FIGURE 10–1 Ratio of Surface Area to Volume As the length of the sides increases, the volume increases more than the surface area. Interpret Tables What are the ratios comparing?
ddd▸ Ratio of Surface Area to Volume Imagine a cell that is shaped like a cube, like those shown in Figure 10–1. The formula for area (l × w) is used to calculate the surface area. The formula for volume (l × w × h) is used to calculate the amount of space inside.
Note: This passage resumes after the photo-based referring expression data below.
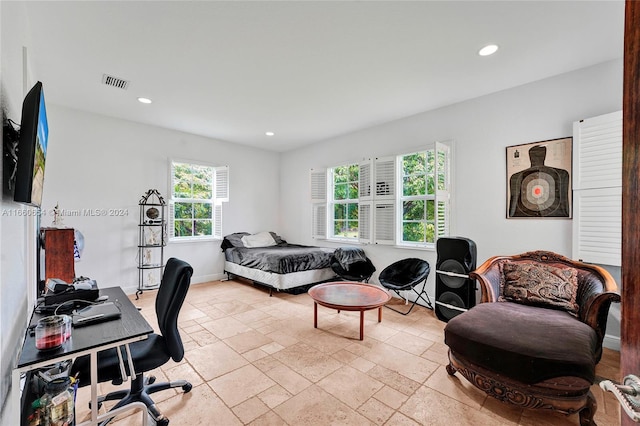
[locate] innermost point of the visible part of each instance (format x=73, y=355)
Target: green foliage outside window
x=418, y=190
x=345, y=189
x=194, y=184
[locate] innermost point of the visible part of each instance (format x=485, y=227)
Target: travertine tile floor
x=257, y=360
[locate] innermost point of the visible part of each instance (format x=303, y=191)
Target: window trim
x=380, y=199
x=216, y=202
x=331, y=203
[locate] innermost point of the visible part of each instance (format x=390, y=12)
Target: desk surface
x=130, y=324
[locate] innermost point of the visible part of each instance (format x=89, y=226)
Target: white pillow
x=261, y=239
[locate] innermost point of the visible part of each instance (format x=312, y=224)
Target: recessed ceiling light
x=488, y=50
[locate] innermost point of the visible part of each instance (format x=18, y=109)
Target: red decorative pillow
x=540, y=285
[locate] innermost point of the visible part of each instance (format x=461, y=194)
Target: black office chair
x=150, y=353
x=351, y=264
x=407, y=274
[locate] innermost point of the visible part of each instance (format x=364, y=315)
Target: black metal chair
x=150, y=353
x=407, y=274
x=351, y=264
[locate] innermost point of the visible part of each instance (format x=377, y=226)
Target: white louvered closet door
x=597, y=189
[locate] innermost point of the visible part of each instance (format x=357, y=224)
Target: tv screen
x=32, y=148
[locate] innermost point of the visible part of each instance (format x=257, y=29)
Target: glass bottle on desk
x=57, y=403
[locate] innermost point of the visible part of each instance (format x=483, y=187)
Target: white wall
x=97, y=162
x=481, y=129
x=16, y=242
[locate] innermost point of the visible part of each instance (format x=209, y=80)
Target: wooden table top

By using a ratio of surface area to volume, you can see how the size of the cell's surface area grows compared to its volume.
Notice that for a cell with sides that measure 1 cm in length, the ratio of surface area to volume is 6/1 or 6 : 1. Increase the length of the cell's sides to 2 cm, and the ratio becomes 24/8 or 3 : 1. What if the length triples? The ratio of surface area to volume becomes 54/27 or 2 : 1. Notice that the surface area is not increasing as fast as the volume increases. For a growing cell, a decrease in the relative amount of cell membrane available creates serious problems.
Modeling the Relationship Between Surface Area and Volume
Use the drawing and grid paper to make patterns for a 6-cm cube, a 5-cm cube, a 4-cm cube, and a 3-cm cube.
Cut out your patterns and fold them. Then use the tabs to tape or glue the sides together. Don't tape down the top side.
Construct a data table to compare the volume, the surface area, and the ratio of surface area to volume of each cube.
Use your data to calculate the number of 3-cm cubes that would fit in the same volume as the 6-cm cube. Also calculate the total surface area for the smaller cubes.
Review Describe the function of a cell membrane and its relationship to what happens inside a cell.
Apply Concepts How does the surface area change when a large cell divides into smaller cells that have the same total volume?